Engineering resistance with help from Liverworts, Mosses and Ferns

Plant diversity and synthetic biology offer solutions to the global challenge of crop protection

Non-flowering plants such as liverworts, mosses, and ferns belong to divergent lineages with ancient origins dating back to hundreds of millions of years, unlike the more recently evolved flowering plants. These non-flowering plants consist of over 78,000 species that are often overlooked by the scientific community. Consequently, the molecular mechanisms underpinning a multitude of biological processes are often thought of as simple prototypes of seemingly complicated programs in flowering plants – which include major crop plants. This view is mistaken. Research at the John Innes Centre and collaborators at The Sainsbury Laboratory, highlighted the complexity of the immune system of non-flowering plants and the commonalities and differences with flowering plant immunity.

Pathogen recognition is largely mediated by nucleotide binding and leucine rich‐repeat (NLR) immune receptors, which raise the alarm whenever a plant is infected. Upon pathogen perception, these immune receptors trigger an immune reaction within plants. This response is effective at stopping pathogens and parasites in their tracks and preventing disease.
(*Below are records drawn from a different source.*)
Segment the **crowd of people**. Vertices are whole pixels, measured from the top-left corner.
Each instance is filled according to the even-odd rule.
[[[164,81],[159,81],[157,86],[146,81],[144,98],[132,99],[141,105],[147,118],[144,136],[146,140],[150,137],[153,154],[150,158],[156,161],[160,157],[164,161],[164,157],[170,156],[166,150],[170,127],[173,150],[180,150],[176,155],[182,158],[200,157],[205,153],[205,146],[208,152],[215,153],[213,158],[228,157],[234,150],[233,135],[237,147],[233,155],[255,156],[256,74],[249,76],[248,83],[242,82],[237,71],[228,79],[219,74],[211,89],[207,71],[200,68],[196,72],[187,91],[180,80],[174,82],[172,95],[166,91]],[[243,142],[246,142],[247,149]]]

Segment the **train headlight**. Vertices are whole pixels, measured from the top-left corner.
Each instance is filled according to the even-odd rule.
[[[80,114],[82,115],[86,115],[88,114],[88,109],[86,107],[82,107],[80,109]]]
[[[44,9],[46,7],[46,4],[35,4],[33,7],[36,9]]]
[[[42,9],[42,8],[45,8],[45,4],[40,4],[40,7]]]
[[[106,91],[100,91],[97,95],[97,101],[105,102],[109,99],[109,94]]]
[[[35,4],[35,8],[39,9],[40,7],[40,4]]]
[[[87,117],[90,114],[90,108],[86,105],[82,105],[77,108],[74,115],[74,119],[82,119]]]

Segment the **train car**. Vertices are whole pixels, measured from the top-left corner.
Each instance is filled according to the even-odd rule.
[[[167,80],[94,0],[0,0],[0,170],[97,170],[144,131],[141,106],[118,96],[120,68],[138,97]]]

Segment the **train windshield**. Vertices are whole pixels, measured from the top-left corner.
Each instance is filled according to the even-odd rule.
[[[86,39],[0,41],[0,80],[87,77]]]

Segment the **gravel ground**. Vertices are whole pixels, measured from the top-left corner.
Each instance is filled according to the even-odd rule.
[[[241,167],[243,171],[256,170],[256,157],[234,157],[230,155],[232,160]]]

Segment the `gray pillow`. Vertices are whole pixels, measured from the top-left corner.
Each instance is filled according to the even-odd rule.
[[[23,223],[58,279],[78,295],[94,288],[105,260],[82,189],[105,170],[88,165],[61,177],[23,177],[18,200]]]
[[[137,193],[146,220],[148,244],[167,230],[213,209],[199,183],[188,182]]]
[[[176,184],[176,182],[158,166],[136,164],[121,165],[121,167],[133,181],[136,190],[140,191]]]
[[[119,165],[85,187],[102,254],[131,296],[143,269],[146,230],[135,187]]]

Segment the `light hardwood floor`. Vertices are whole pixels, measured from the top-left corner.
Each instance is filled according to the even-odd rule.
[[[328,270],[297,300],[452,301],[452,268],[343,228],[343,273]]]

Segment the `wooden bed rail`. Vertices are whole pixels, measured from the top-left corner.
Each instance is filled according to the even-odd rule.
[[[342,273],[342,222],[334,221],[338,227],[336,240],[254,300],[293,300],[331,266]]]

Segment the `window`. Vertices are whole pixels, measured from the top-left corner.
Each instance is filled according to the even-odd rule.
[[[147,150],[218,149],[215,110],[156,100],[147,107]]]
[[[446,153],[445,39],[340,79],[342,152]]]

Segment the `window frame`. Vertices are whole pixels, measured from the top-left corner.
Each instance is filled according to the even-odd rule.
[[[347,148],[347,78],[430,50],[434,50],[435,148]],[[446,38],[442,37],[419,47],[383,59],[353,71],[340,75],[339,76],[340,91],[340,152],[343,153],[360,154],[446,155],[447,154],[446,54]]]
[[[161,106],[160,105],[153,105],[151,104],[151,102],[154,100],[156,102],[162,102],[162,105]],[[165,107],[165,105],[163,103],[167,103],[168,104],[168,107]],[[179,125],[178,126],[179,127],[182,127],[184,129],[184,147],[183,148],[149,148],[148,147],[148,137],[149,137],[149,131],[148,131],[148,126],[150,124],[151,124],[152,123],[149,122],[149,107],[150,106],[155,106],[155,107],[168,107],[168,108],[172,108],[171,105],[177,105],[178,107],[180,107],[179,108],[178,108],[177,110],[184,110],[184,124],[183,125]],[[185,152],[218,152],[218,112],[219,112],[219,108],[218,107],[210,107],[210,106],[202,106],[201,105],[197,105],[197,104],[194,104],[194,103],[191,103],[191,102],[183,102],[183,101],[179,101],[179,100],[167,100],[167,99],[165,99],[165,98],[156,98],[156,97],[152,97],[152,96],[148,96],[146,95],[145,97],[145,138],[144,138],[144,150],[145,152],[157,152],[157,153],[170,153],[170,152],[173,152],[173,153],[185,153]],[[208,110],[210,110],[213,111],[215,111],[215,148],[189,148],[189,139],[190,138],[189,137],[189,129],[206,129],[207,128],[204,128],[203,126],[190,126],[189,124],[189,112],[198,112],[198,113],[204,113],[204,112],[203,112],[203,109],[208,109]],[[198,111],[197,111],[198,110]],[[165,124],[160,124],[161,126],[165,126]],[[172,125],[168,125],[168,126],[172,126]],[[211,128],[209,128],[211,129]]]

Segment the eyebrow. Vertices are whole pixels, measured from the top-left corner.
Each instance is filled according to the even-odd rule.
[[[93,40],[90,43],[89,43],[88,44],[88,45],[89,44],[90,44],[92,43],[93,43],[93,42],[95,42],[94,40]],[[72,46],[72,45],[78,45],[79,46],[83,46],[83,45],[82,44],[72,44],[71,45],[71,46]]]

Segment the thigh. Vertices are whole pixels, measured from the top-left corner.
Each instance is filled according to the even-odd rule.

Over hundreds of millions of years, plants have evolved a diverse repertoire of these immune receptors to detect pathogens. The immune receptors of flowering plants is a well-studied subject, but much less is known about the form and function of these immune receptors in divergent lineages of the non-flowering plants.

 

Our Research

Collaborative research carried out by the John Innes Centre, The Sainsbury Laboratory and others discovered that non-flowering plants, and mosses in particular, contain an expanded set of immune receptors. Using a combination of genetic and computational tools, researchers have found remarkable structural and functional similarity between immune receptor domains across diverse plant lineages, even though the genetic sequences of these domains are highly variable.

 

Engineering novel resistance in crops

The deployment of resistance genes in agriculture is often short-lived as pathogens tend to rapidly evolve to evade plant defence. Liverworts, mosses, and ferns may offer exciting new solutions in the global challenge of protecting crops from the threat of disease. Biotechnological techniques have revealed that immune receptor domains which protect plants against pathogens are transferable between flowering and non-flowering plants. This discovery is a breakthrough in understanding and offers practical applications for crop protection, opening new possibilities for bioengineering immunity in major crop plants.

 

Researchers at The Sainsbury Laboratory are attempting to bioengineer “made-to-order” immune receptors for durable and versatile disease resistance. NELARIX, a biotech venture spinning out from The Sainsbury Laboratory is offering exactly this. Harnessing their patented bioengineering technology enables researchers to deliver “new-to nature” solutions for resistance to plant disease.

 

Future Impact

Researchers are now taking a comparative evolutionary approach to determine how particular pathogens infect distantly related plants. Experiments have shown the capacity of bacteria to spread disease across the Plant Kingdom may be much more widespread than previously suspected. A collaboration between the John Innes Centre and the University of Illinois has revealed how Pseudomonas syringae, a bacterial plant pathogen, infects evolutionarily divergent plants. Investigating Pseudomonas infection in liverworts, ferns and flowering plants revealed a fundamental mechanism for virulence that is shared among the Plant Kingdom. This research emphasises the importance of analysing diverse plant species to understand fundamental biological mechanisms which could be applied to defending crop plants against disease. Future studies across divergent systems may reveal other conserved vulnerabilities that microbes exploit to cause disease. Harnessing the diversity of plant immune receptors and fine-tuning these through further synthetic biological enhancements will together tackle the broadly virulent pathogens impacting our crops.